Seit etwa zehn Jahren halten die Fahnder Ausschau nach mutmaßlichen Drogenkurieren, Autodieben, Waffenhändlern, Wohnungseinbrechern und Schleusern. Und auch heute liegen die beiden Oberkommissare auf der Lauer.

Die Jagd auf Kriminelle

Plötzlich wird es hektisch, der Fahrer tritt aufs Gaspedal. Die Beamten jagen einem schwarzen Porsche SUV hinterher – mit fast 180 Stundenkilometern. Dann setzt sich der BMW der Polizisten vor den Porsche und gibt ein Zeichen, zu folgen.

Mit angepasstem Tempo verlassen die beiden Autos hintereinander die Autobahn. Auf dem Rastplatz Donautal West machen sie Halt.

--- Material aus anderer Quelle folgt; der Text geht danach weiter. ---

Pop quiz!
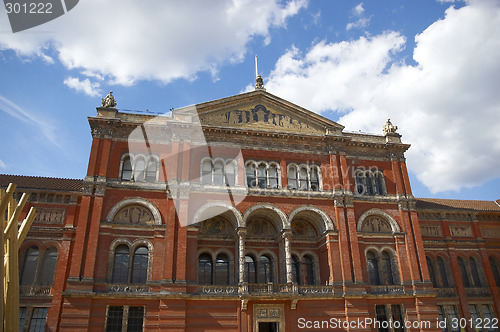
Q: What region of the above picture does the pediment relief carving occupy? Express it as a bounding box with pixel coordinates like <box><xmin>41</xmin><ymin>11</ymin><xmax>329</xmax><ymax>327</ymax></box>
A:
<box><xmin>199</xmin><ymin>104</ymin><xmax>327</xmax><ymax>135</ymax></box>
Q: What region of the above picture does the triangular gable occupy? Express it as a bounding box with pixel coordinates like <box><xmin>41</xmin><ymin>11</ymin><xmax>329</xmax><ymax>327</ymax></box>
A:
<box><xmin>191</xmin><ymin>90</ymin><xmax>344</xmax><ymax>135</ymax></box>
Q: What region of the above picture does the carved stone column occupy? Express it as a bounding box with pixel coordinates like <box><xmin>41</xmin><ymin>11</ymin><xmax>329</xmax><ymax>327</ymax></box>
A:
<box><xmin>281</xmin><ymin>229</ymin><xmax>293</xmax><ymax>284</ymax></box>
<box><xmin>237</xmin><ymin>227</ymin><xmax>247</xmax><ymax>284</ymax></box>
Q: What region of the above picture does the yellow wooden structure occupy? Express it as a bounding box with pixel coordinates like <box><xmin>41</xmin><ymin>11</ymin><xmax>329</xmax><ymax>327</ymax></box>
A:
<box><xmin>0</xmin><ymin>183</ymin><xmax>36</xmax><ymax>332</ymax></box>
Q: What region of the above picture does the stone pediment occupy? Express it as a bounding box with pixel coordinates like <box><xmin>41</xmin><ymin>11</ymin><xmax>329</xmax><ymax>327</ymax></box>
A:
<box><xmin>193</xmin><ymin>91</ymin><xmax>343</xmax><ymax>135</ymax></box>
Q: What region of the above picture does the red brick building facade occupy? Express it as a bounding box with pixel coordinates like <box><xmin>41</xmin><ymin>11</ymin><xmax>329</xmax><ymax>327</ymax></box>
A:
<box><xmin>0</xmin><ymin>88</ymin><xmax>500</xmax><ymax>331</ymax></box>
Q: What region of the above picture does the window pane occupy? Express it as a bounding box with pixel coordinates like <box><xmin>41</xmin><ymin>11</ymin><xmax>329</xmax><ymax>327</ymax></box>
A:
<box><xmin>292</xmin><ymin>255</ymin><xmax>301</xmax><ymax>285</ymax></box>
<box><xmin>303</xmin><ymin>256</ymin><xmax>314</xmax><ymax>285</ymax></box>
<box><xmin>127</xmin><ymin>307</ymin><xmax>144</xmax><ymax>332</ymax></box>
<box><xmin>375</xmin><ymin>305</ymin><xmax>389</xmax><ymax>332</ymax></box>
<box><xmin>113</xmin><ymin>245</ymin><xmax>129</xmax><ymax>283</ymax></box>
<box><xmin>259</xmin><ymin>256</ymin><xmax>273</xmax><ymax>284</ymax></box>
<box><xmin>366</xmin><ymin>252</ymin><xmax>380</xmax><ymax>285</ymax></box>
<box><xmin>198</xmin><ymin>254</ymin><xmax>212</xmax><ymax>285</ymax></box>
<box><xmin>226</xmin><ymin>164</ymin><xmax>236</xmax><ymax>187</ymax></box>
<box><xmin>19</xmin><ymin>307</ymin><xmax>26</xmax><ymax>331</ymax></box>
<box><xmin>356</xmin><ymin>172</ymin><xmax>366</xmax><ymax>195</ymax></box>
<box><xmin>257</xmin><ymin>165</ymin><xmax>267</xmax><ymax>188</ymax></box>
<box><xmin>201</xmin><ymin>160</ymin><xmax>212</xmax><ymax>184</ymax></box>
<box><xmin>469</xmin><ymin>257</ymin><xmax>482</xmax><ymax>287</ymax></box>
<box><xmin>132</xmin><ymin>247</ymin><xmax>148</xmax><ymax>284</ymax></box>
<box><xmin>490</xmin><ymin>257</ymin><xmax>500</xmax><ymax>287</ymax></box>
<box><xmin>215</xmin><ymin>254</ymin><xmax>229</xmax><ymax>285</ymax></box>
<box><xmin>437</xmin><ymin>257</ymin><xmax>450</xmax><ymax>288</ymax></box>
<box><xmin>214</xmin><ymin>161</ymin><xmax>224</xmax><ymax>186</ymax></box>
<box><xmin>20</xmin><ymin>247</ymin><xmax>38</xmax><ymax>285</ymax></box>
<box><xmin>146</xmin><ymin>160</ymin><xmax>156</xmax><ymax>183</ymax></box>
<box><xmin>30</xmin><ymin>308</ymin><xmax>48</xmax><ymax>332</ymax></box>
<box><xmin>269</xmin><ymin>166</ymin><xmax>278</xmax><ymax>188</ymax></box>
<box><xmin>246</xmin><ymin>165</ymin><xmax>257</xmax><ymax>188</ymax></box>
<box><xmin>311</xmin><ymin>167</ymin><xmax>319</xmax><ymax>191</ymax></box>
<box><xmin>106</xmin><ymin>306</ymin><xmax>123</xmax><ymax>332</ymax></box>
<box><xmin>366</xmin><ymin>172</ymin><xmax>375</xmax><ymax>195</ymax></box>
<box><xmin>299</xmin><ymin>168</ymin><xmax>309</xmax><ymax>190</ymax></box>
<box><xmin>245</xmin><ymin>256</ymin><xmax>257</xmax><ymax>284</ymax></box>
<box><xmin>458</xmin><ymin>257</ymin><xmax>470</xmax><ymax>287</ymax></box>
<box><xmin>38</xmin><ymin>247</ymin><xmax>57</xmax><ymax>286</ymax></box>
<box><xmin>134</xmin><ymin>159</ymin><xmax>146</xmax><ymax>181</ymax></box>
<box><xmin>122</xmin><ymin>157</ymin><xmax>132</xmax><ymax>181</ymax></box>
<box><xmin>425</xmin><ymin>257</ymin><xmax>437</xmax><ymax>288</ymax></box>
<box><xmin>391</xmin><ymin>304</ymin><xmax>405</xmax><ymax>332</ymax></box>
<box><xmin>287</xmin><ymin>166</ymin><xmax>299</xmax><ymax>189</ymax></box>
<box><xmin>382</xmin><ymin>252</ymin><xmax>394</xmax><ymax>285</ymax></box>
<box><xmin>375</xmin><ymin>173</ymin><xmax>385</xmax><ymax>195</ymax></box>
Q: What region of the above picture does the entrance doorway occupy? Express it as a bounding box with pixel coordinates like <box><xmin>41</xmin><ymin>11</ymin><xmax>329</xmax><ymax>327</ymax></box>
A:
<box><xmin>258</xmin><ymin>322</ymin><xmax>279</xmax><ymax>332</ymax></box>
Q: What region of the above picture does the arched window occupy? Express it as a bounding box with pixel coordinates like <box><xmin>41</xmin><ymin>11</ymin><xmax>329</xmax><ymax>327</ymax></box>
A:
<box><xmin>246</xmin><ymin>164</ymin><xmax>257</xmax><ymax>188</ymax></box>
<box><xmin>299</xmin><ymin>167</ymin><xmax>309</xmax><ymax>190</ymax></box>
<box><xmin>214</xmin><ymin>161</ymin><xmax>224</xmax><ymax>186</ymax></box>
<box><xmin>215</xmin><ymin>254</ymin><xmax>229</xmax><ymax>285</ymax></box>
<box><xmin>425</xmin><ymin>257</ymin><xmax>437</xmax><ymax>288</ymax></box>
<box><xmin>245</xmin><ymin>255</ymin><xmax>257</xmax><ymax>284</ymax></box>
<box><xmin>375</xmin><ymin>173</ymin><xmax>385</xmax><ymax>195</ymax></box>
<box><xmin>366</xmin><ymin>251</ymin><xmax>380</xmax><ymax>285</ymax></box>
<box><xmin>20</xmin><ymin>246</ymin><xmax>38</xmax><ymax>285</ymax></box>
<box><xmin>146</xmin><ymin>160</ymin><xmax>157</xmax><ymax>183</ymax></box>
<box><xmin>311</xmin><ymin>167</ymin><xmax>319</xmax><ymax>191</ymax></box>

Die Fahnder steigen aus, um den Porsche zu überprüfen. Dessen Fahrer lässt die Fenster herunter und überreicht Pass, Führerschein und Fahrzeugpapiere.

Christoph S. gibt dem Fahrer ein Zeichen. Der Kofferraum des Edel-SUV öffnet sich. In ihm befinden sich ein paar Koffer und Spielsachen. Christian D. wirft noch einen Blick ins Innere des Autos und winkt einem kleinen Mädchen mit dunklem Haar zu. Schnell ist klar: Hier ist alles in Ordnung. Der Fahrer darf mit seiner Tochter die Reise nach Bulgarien fortsetzen.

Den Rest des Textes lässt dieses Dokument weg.